Mercy Corps

To alleviate suffering, poverty and oppression by helping people build secure, productive and just communities.
Nov 10, 2015

How a Young Woman is Fighting Back for Change


  • At just 16 years old, Masika has suffered through horrible violence. But now, she's focused on protecting her young daughter, and creating a better environment for other children in DRC. All photos: Corinna Robbins/Mercy Corps

At just 16 years old, Masika has suffered through horrible violence. But now, she's focused on protecting her young daughter, and creating a better environment for other children in DRC. See additional photos below. All photos: Corinna Robbins/Mercy Corps

Home for Masika is a small hut made of sticks and covered with tarps. It’s barely big enough to stand up in, yet she shares it with 10 family members — and has for the last seven years.

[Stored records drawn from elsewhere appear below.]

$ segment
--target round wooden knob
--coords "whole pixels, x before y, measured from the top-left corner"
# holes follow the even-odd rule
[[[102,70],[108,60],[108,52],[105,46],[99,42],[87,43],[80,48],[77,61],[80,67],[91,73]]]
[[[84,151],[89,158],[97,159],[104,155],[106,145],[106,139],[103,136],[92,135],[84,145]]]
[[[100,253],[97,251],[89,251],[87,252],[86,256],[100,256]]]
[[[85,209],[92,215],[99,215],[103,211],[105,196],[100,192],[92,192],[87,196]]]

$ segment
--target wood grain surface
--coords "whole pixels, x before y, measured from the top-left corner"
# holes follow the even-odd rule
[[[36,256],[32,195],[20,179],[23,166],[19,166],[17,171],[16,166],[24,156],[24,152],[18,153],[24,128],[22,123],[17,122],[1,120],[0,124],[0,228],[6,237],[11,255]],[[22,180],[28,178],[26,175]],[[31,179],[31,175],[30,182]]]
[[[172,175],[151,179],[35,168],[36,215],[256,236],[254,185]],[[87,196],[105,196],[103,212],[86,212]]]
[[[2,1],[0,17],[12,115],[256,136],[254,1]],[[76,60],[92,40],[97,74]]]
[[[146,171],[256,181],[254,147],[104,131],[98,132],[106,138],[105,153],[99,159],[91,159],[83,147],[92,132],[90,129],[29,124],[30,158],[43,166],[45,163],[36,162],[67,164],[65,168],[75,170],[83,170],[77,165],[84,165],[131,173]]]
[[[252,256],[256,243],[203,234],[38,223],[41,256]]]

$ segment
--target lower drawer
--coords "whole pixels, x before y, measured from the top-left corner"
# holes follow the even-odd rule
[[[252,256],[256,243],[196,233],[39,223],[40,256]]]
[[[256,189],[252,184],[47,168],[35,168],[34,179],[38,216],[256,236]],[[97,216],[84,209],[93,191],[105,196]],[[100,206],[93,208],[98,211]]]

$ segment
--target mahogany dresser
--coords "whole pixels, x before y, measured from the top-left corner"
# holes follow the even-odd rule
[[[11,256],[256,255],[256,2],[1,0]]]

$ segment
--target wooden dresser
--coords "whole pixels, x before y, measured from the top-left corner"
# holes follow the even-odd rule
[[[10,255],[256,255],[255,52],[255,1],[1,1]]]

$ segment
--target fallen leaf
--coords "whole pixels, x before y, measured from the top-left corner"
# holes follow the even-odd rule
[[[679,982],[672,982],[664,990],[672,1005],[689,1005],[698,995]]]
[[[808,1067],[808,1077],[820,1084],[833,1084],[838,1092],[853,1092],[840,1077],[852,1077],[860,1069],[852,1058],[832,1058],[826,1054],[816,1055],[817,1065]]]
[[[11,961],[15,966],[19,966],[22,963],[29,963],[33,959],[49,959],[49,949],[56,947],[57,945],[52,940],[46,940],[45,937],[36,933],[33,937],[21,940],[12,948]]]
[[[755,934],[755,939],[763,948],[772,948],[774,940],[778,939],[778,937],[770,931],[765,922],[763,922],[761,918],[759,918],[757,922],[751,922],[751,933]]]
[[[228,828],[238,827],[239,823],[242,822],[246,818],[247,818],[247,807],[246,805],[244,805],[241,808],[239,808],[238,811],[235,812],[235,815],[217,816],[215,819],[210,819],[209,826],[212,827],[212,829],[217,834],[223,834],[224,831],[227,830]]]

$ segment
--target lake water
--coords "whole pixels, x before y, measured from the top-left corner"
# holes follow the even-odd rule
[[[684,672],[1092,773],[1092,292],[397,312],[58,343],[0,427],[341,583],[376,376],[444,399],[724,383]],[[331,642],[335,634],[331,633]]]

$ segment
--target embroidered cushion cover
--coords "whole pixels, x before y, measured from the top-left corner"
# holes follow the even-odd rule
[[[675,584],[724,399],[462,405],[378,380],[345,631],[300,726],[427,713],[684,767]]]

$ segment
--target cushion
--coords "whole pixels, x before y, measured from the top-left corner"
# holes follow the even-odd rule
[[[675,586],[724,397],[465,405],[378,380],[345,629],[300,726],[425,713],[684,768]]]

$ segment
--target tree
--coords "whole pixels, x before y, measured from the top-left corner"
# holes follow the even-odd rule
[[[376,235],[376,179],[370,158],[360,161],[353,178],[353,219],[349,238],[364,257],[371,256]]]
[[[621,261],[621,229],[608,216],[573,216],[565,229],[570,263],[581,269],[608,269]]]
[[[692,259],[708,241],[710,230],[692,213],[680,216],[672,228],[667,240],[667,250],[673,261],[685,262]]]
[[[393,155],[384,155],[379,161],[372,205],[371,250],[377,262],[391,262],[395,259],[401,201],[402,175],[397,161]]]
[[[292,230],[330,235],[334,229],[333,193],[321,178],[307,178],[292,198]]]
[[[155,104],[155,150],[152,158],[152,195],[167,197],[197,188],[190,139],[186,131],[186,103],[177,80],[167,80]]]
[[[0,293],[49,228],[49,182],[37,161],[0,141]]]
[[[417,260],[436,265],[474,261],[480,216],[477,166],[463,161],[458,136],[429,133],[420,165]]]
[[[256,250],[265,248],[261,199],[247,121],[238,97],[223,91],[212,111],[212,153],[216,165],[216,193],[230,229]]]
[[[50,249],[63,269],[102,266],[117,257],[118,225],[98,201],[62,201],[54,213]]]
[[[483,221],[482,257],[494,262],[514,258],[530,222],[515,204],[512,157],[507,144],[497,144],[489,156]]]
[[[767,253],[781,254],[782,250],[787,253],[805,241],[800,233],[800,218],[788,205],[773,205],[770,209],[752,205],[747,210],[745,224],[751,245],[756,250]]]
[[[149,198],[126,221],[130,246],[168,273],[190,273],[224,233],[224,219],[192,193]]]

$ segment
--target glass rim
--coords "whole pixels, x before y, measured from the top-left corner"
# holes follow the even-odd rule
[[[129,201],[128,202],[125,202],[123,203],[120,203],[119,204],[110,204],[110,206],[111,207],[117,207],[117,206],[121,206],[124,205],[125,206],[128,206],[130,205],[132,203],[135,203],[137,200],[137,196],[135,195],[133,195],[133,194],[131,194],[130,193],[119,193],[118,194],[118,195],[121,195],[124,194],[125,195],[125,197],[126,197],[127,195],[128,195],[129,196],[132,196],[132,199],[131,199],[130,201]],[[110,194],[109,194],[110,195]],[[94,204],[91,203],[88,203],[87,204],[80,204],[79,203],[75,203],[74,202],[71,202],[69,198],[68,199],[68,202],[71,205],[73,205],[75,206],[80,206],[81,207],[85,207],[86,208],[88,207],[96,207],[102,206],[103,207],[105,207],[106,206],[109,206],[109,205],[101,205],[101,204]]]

This is where 16-year-old Masika grew up: Mugunga 3 displacement camp, a sprawling sea of cramped shelters just like hers, on the outskirts of Goma in eastern Democratic Republic of Congo (DRC). It’s the oldest of many camps in this area, where Mercy Corps provides clean water and sanitation to keep families healthy.

Mugunga was first established to host refugees from the Rwandan genocide over 20 years ago, and is now home to nearly 5,000 Congolese people who’ve fled the brutal and widespread violence of rebel armies in the countryside.

And this is where Masika is raising her infant daughter, Prefina.

“Everyday is a struggle,” she says quietly while nursing her 3-month-old on the shelter’s only bed. It’s a platform of sharp lava rocks covered only with a thin blanket. “We lay on rocks. We hardly eat. All this time, I have been enduring, but it is very hard.”

DRC is known as the most dangerous place in the world to be a woman, with reports that an average of 1,100 women are raped every single day. Sadly, one year ago, Masika was one of them.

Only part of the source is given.